# Mill ID help



## jmhoying (Aug 29, 2013)

Hello,
  I picked up a mill yesterday and it's a bit of a mystery.  The owner said that years ago, the head of his Bridgeport locked up so he replaced it with the head off of a Millport.  Although the mill body is in good condition, I'm questioning if it is indeed a Bridgeport body.  The only markings (clues) on it is a safety sticker from Enco.  Did all Bridgeports have the logo cast into the arm?  Here are a few photos.






Thanks for any help,
Jack
Fort Loramie, Ohio


----------



## Rennkafer (Aug 29, 2013)

I'm thinking you might have an import mill.  The big lump above the column ways isn't something I've ever seen on a real BP but a bunch of the Taiwanese mills have them (mine included).


----------



## Richard King (Aug 29, 2013)

I also think it is not a Bridgeport as I have never seen the bump too plus the cover on the back of the colum.  Another thing is to look at the table end brackets and see if they are pinned either by a roll pin of taper pin.  I don't believe Millport pined those brackets.

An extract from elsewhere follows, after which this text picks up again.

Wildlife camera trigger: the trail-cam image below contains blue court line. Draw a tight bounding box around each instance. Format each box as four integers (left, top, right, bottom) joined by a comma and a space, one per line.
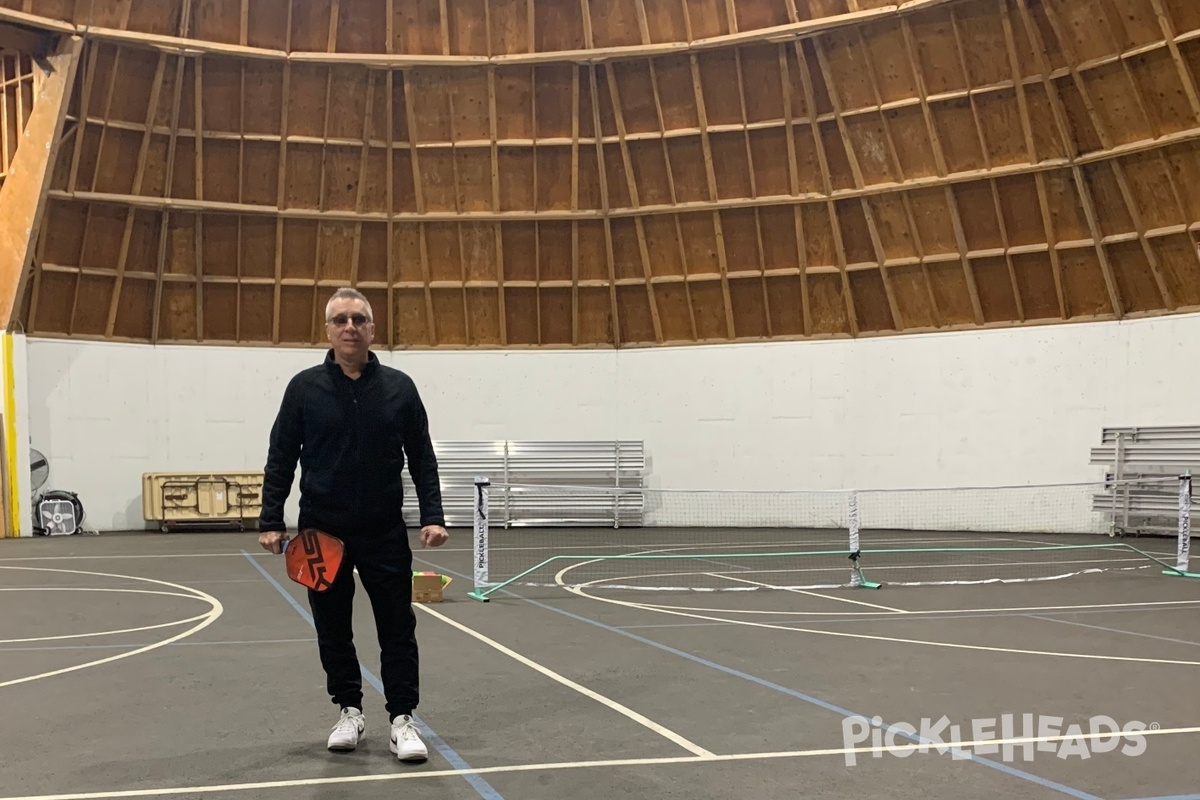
241, 551, 504, 800
414, 557, 1104, 800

Also Millports use a cheap lube pump and Bridgeport uses a BiJur.  Take a few more pic's on the machine on all sides.   I just looked again at the Pictures.  Bridgeport uses one table lock that one has 2.  Plus like you said I have never not seen the name Bridgeport on the ram.   

 Millports  don't have the resale price as a Bridgeport and are less quality all around.  If they are well cared for like anything else they are a 1/2 way decent machine.

Rich


----------



## Rennkafer (Aug 30, 2013)

Richard King said:


> Bridgeport uses one table lock that one has 2.



Later Bridgeports have two... I'm not sure what year they added the second one.


----------